Ave Portishead!

c HEUNINCKX


Sans réelle actu, Portishead passait dans la région, à la Rockhal d’Esch-sur-Alzette, histoire de relancer la machine et nous rappeler à quel point il est un groupe de classe supérieure.

C’est aujourd’hui bien connu et accepté, Portishead aime prendre son temps. Cinq ans après le miraculeux « Third », qui lui-même était arrivé onze ans après le deuxième album, les Anglais n’ont toujours pas annoncé la suite, même si officieusement, Geoff Barrow a commencé à y travailler en janvier 2012. Le groupe semble fonctionner au rythme d’une dizaine de dates par an afin de garder la machine huilée.
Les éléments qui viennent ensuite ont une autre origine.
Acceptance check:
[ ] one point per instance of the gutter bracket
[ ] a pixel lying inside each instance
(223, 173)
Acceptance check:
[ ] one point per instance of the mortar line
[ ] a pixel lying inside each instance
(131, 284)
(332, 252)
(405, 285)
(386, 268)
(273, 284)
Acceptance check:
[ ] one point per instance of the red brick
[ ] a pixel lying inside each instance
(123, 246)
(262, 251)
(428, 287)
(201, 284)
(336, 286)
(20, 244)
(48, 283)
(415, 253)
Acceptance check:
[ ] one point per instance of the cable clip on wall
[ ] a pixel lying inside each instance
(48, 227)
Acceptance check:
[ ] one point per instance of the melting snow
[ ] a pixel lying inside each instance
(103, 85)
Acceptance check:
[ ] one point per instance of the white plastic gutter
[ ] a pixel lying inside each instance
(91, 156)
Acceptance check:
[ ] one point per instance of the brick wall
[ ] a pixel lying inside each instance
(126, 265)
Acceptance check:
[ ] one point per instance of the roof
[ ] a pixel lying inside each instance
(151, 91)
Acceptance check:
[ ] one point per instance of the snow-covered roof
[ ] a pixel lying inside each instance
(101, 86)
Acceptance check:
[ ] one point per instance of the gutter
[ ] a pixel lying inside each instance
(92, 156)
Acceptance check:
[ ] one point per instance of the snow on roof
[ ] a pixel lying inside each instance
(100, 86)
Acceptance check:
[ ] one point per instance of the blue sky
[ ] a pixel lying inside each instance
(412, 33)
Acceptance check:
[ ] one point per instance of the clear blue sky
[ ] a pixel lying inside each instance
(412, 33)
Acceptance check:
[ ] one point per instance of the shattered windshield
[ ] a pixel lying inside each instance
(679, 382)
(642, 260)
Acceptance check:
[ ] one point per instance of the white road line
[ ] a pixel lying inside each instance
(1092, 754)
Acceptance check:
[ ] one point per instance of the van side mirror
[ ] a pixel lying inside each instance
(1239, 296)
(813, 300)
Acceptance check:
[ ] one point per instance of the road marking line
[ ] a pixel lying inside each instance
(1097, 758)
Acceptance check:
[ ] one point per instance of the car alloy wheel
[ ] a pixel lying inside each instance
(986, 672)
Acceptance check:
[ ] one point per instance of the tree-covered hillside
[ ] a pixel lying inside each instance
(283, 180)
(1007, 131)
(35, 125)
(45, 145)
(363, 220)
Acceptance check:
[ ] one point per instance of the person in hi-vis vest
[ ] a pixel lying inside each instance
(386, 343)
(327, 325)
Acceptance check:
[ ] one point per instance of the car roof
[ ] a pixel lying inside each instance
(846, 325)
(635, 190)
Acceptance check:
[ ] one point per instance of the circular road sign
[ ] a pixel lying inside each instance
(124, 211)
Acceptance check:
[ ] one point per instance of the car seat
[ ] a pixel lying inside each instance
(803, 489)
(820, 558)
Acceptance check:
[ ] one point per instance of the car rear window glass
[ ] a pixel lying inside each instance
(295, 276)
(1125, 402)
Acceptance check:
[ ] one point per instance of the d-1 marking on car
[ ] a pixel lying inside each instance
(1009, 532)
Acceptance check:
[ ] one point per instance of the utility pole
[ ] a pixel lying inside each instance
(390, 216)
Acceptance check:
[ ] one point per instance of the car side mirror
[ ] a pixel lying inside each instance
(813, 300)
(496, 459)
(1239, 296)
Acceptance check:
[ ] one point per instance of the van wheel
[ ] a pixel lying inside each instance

Et dimanche, à la Rockhal au Luxembourg, la machine était mieux que huilée! Proche du parfait, Portishead nous a rappelé qu’à vingt ans d’âge, il est un groupe au-dessus du lot. Pourquoi? Parce que!

Le perfectionnisme.
Déjà au niveau du répertoire. Trois albums en vingt ans, c’est peu, mais il n’y a là rien, mais alors rien! à jeter. Mieux, les classiques de la première heure, ‘Glory Box’ en tête, ont beau être connus et remâchés, ils ont gardé leur caractère avant-gardiste. Ajouté à cela, une sonorisation qui laisse entendre toutes les subtilités (de distorsions) sonores et des musiciens qui jouent comme des jazzmen, la note toujours juste et assurée… Car si Portishead s’amuse beaucoup avec les sons informatisés, c’est avant tout un groupe de pures musiciens qui jouent la musique. Et oui, tatie Marcelle!, c’est foutrement bien joué!

Le goût de l’aventure.

Déjà à la base, le trip hop est un mélange de styles et de sons, une musique d’expérimentateurs, de laborantins pop. Mais comment sortir de la cage trip hop sans finir par sonner comme du papier-peint sonore (Massive) ou comme une bouillabaisse mal dosée mal digérée (Tricky)? Seul Portishead a trouvé la solution. Certes, ça leur a pris dix ans! Mais ils ont fini par trouver la brèche, en durcissant le son et en canalisant les informations. Et c’est semble-t-il cette voie que le groupe continue à suivre, à l’écoute de ‘We Carry On’ qui a terminé le concert, ainsi que du titre le plus récent joué dimanche (‘Chase The Tear’ 2009) et du projet Beak> de Geoff Barrow: direction Allemagne et la Kosmische muzik du 3e millénaire. Et en même temps, qui peut prédire ce que donnera le quatrième Portishead? Qui peut assurer qu’il sortira un jour?

Geoff Barrow.
C’est lui le chef d’orchestre, le professeur Tournesol de l’électrique et de l’électronique. C’est lui qui décide de se taire pendant dix ans plutôt que de sortir un disque dont il ne serait pas totalement satisfait. C’est lui qui a trouvé la voie hors des sentiers trip hop et qui continue de fouiller avec ses multiples projets (Beak>, Quakers). Tout ce qu’il touche prend de la valeur (Anika, « Primary Colors » de The Horrors) et nourri Portishead. Sur scène, il passe des scratch aux percus et aux machines, ou s’assied derrière la batterie pour simplement écouter et donner la dynamique. Bref, c’est lui le patron.

Beth Gibbons.
On pensait que les années et le succès aidant, la Beth allait commencer à se sentir plus à l’aise sous les projecteurs. Mais en fait, non. En plein milieu de ‘Chase The Tear’, elle demande d’arrêter, tourne en rond sur scène, semble perdue, paniquée, puis reprend son tour de chant. Un chant toujours juste, au service de la musique, qui, bien qu’il pourrait aisément se perdre dans des envolées surjouées, reste humble et pure. Plein de fragilité et de blues. Sans Beth Gibbons, Portishead ne serait qu’un groupe de producteurs trop sûrs d’eux. Elle est la Nina Simone du trip hop et l’âme du groupe.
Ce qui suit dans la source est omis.